« Pas besoin d'être coupable pour vivre en prison », lance un performeur de Home Dépôt. Un spectacle qu'on annonce comme « une plongée sans filet dans l'univers du CHSLD, lieu du vivre et mourir institutionnalisé ». Car la vie se charge d'enfermer les individus « libres » dans leurs prisons intérieures.

Celles-ci prennent plusieurs formes : elles peuvent être les cloisons du rang social, les murs de la morale ou de la religion, l'asservissement des relations toxiques ou encore les propres limites des corps malades, brisés, fatigués...

Or ici, la prison, c'est l'univers terne et écrasant des CHSLD. En transposant au théâtre les quatre murs d'une minuscule chambre de résidant, on décrit le désir de liberté bafoué de ces personnages en marge de la société active. Le but de l'exercice ? Nous permettre de poser un regard authentique et dénué de préjugés sur ces gens-là, en plus de nous sensibiliser au phénomène de l'inclusion des personnes avec un handicap.

Ode à la liberté

Restons critique, Home Dépôt :  un musée du périssable est un objet scénique curieux, unique, mais imparfait. Artistiquement brouillonne, mais humainement très riche, la proposition mérite quand même le détour à Espace Libre, un théâtre qui n'aura jamais aussi bien porté son nom : Home Dépôt est un hymne à la liberté.

À notre arrivée, on nous remet des couvre-chaussures en plastique bleu poudre, puis on nous dit de prendre un numéro et de patienter avant d'entrer en salle. À l'intérieur, une demi-douzaine d'interprètes sont habillés en préposés aux bénéficiaires. Autour d'eux, de (vrais) patients assis dans leur fauteuil se déplacent dans le décor encombré. Juché sur une plateforme, un musicien (Cédric Soucy) joue un refrain joyeux, tandis qu'une danseuse (Claudia Chan Tak) s'exécute intensément.

Le public est invité à se déplacer dans l'espace, avec sa chaise, ou à demeurer dans les gradins.

Enfermé dans une cage vitrée, le lumineux comédien Alexandre Vallerand se tord sur un lit de camp.
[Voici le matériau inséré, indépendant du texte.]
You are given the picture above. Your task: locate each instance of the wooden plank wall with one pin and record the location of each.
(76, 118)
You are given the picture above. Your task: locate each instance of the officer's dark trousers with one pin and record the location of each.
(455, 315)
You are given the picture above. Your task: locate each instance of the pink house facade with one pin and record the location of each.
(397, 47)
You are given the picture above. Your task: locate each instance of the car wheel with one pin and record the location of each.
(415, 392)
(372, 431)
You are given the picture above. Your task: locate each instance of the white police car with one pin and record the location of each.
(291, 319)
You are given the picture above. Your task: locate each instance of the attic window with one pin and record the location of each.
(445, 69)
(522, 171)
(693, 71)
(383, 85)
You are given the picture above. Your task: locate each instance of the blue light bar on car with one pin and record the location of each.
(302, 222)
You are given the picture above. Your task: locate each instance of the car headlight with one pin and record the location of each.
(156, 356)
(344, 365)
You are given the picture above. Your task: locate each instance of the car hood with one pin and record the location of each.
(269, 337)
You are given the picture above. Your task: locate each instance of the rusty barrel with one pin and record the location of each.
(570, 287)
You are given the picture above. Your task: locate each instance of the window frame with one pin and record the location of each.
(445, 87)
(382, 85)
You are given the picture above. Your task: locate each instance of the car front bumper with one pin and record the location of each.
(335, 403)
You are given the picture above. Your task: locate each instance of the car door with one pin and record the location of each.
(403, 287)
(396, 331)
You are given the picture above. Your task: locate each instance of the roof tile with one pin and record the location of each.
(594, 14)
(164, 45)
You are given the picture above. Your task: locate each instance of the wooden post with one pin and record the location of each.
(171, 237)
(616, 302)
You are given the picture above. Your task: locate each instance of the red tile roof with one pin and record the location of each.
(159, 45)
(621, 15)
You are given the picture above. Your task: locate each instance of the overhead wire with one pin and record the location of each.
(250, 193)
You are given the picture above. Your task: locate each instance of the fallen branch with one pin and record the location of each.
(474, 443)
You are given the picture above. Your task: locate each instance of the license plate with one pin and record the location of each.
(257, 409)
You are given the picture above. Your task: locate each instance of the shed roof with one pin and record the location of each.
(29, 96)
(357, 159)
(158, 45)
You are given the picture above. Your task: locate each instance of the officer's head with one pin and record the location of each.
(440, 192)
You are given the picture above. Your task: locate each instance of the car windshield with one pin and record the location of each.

La voix hors champ du narrateur (Dany Boudreault) nous parle de lui, de son handicap, mais surtout de sa belle lucidité. À tour de rôle, trois auteurs s'avancent pour lire un court texte, écrit après avoir rencontré un résidant de CHSLD, partageant avec nous l'intimité de leur expérience bouleversante.

Inclusif et festif !

En fin de compte, ce spectacle éclaté et poétique, festif et rebelle, social et musical nous procure un étrange sentiment. Entre des scènes émouvantes, les créateurs avancent des statistiques sur ces gens vivant en « milieu de soins ». On apprend que la visite est rare dans les CHSLD. Le quart des résidents a régulièrement des visiteurs ; la moitié voit ses proches uniquement lors des jours fériés ; et un patient sur quatre n'a aucune visite. Ces derniers sont inscrits sous curatelle, ou simplement délaissés par leur famille. Et dire qu'on s'en va tous vers là, ou presque, dans l'indifférence totale...

Si l'expérience est touchante et exemplaire - Home Dépôt procure de la joie dans les coeurs des participants sur scène et du public dans la salle -, ce spectacle de plus de deux heures nous laisse, par moments, un peu mal à l'aise. 

À la sortie, on se questionne sur le sort d'Alexandre, Jean-Martin, Francette, Rémi et les autres vaillants résidants-collaborateurs, une fois que le rideau tombera pour de bon sur la production. Loin des projecteurs, garderont-ils le souvenir d'un précieux moment de bonheur ? Ou resteront-ils dans l'oubli et l'indifférence de leur prison libre ?

Home Dépôt :  un musée du périssable

D'Anne Sophie Rouleau et Marie-Ève Fortier, par la compagnie Matériaux Composites.

Au théâtre Espace Libre, jusqu'au 9 mars.